Ali Rıza Demircan
Bismillâhirrahmenirrahim
İslâm ekonomisinde temel görevler konumuzu İslam'da sosyal adalet ilkeleri olarak da takdimimiz mümkündür. Çünkü İslâm'da sosyal adalet yalnızca bir bölüşüm konusu değildir. Daha kapsamlı bir mevzudur. Konumuzu yedi görev olarak takdim edecek açıklamalar yapacağız. Her bir görevi bir ilke olarak da tanımlamamız mümkündür.
1. Malların Biricik Maliki Olarak Allah’ı Bilmeliyiz.
Sevgili kardeşlerim; İslâm ekonomisinde, birinci temel görev Allah'ın (Celle celalühü) malların yegâne maliki / sahibi olduğuna inanmaktır.
Malların yaratıcısı O'dur. Yaratıcısı O olduğu içindir ki, malların maliki de O'dur. Mallar üzerinde yasalar koyma hakkı da O'nundur.
Yeryüzündeki bütün zulümlerin kaynağında, bir diğer anlatımla bütün kavgalar ve cinayetlerin kaynağında, işgaller ve savaşların kaynağında malların sahibi olarak Allah'ı görmemek vardır.
“Benim malım, bizim malımız, bizim toplumumuzun malı, bizim devletimizin malı inancı” tüm şerlerin ve de zulümlerin kaynağını oluşturmaktadır.
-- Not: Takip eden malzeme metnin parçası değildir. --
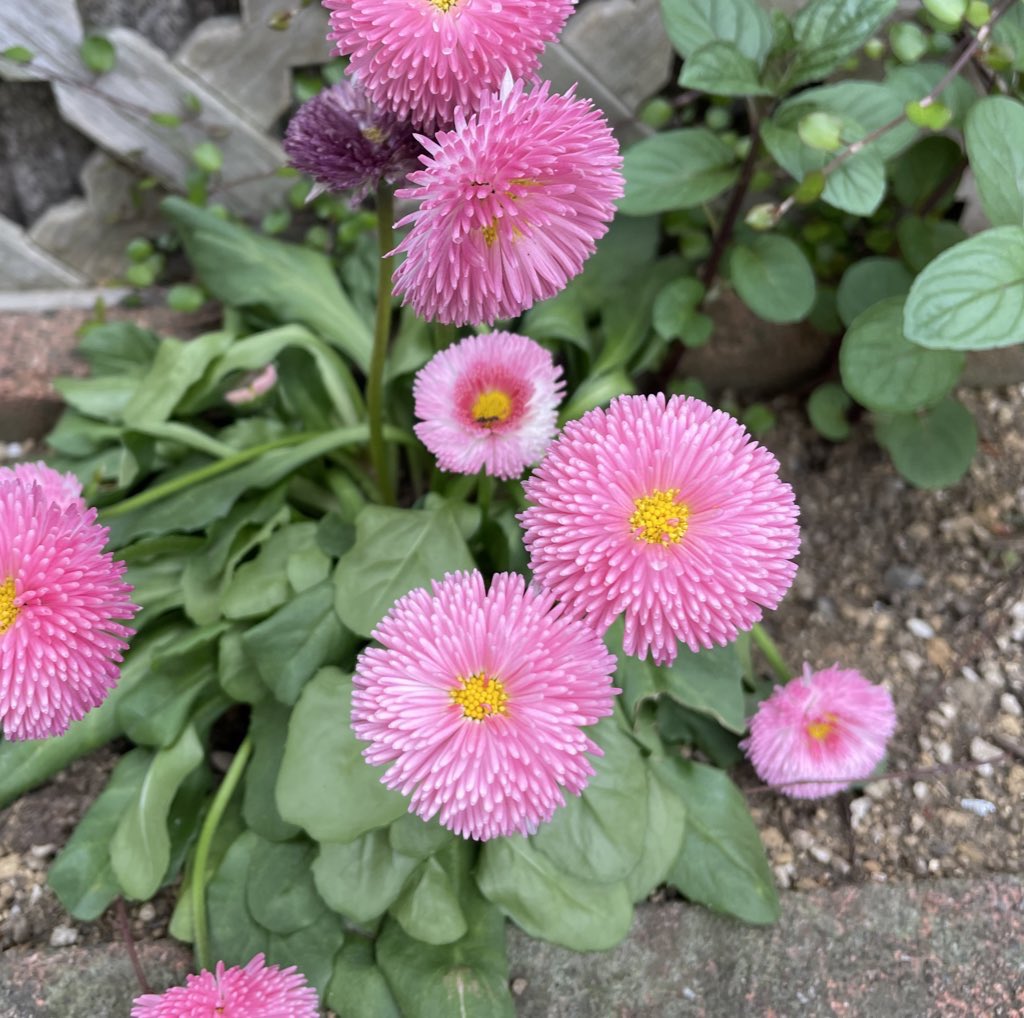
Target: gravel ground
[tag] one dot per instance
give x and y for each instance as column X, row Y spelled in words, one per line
column 923, row 591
Eğer malların malikinin/sahibinin, malların halikı olduğu bilinseydi, mal temelli zulümler, işgaller ve savaşlar olmazdı.
2. Kazanmakla Yükümlüyüz
Sevgili kardeşlerim; İslam ekonomisinde ikinci görev olarak niteleyeceğimiz sosyal adalet vazifelerinden ikincisi; kazanmakla yükümlü olmamızdır. Şanı yüce olan Allah malların sahibidir. O bize mallar üzerinde tasarruf etme hakkını vermiştir. Bu hakkı verdiği için bize kazanma görevini de yüklemiştir.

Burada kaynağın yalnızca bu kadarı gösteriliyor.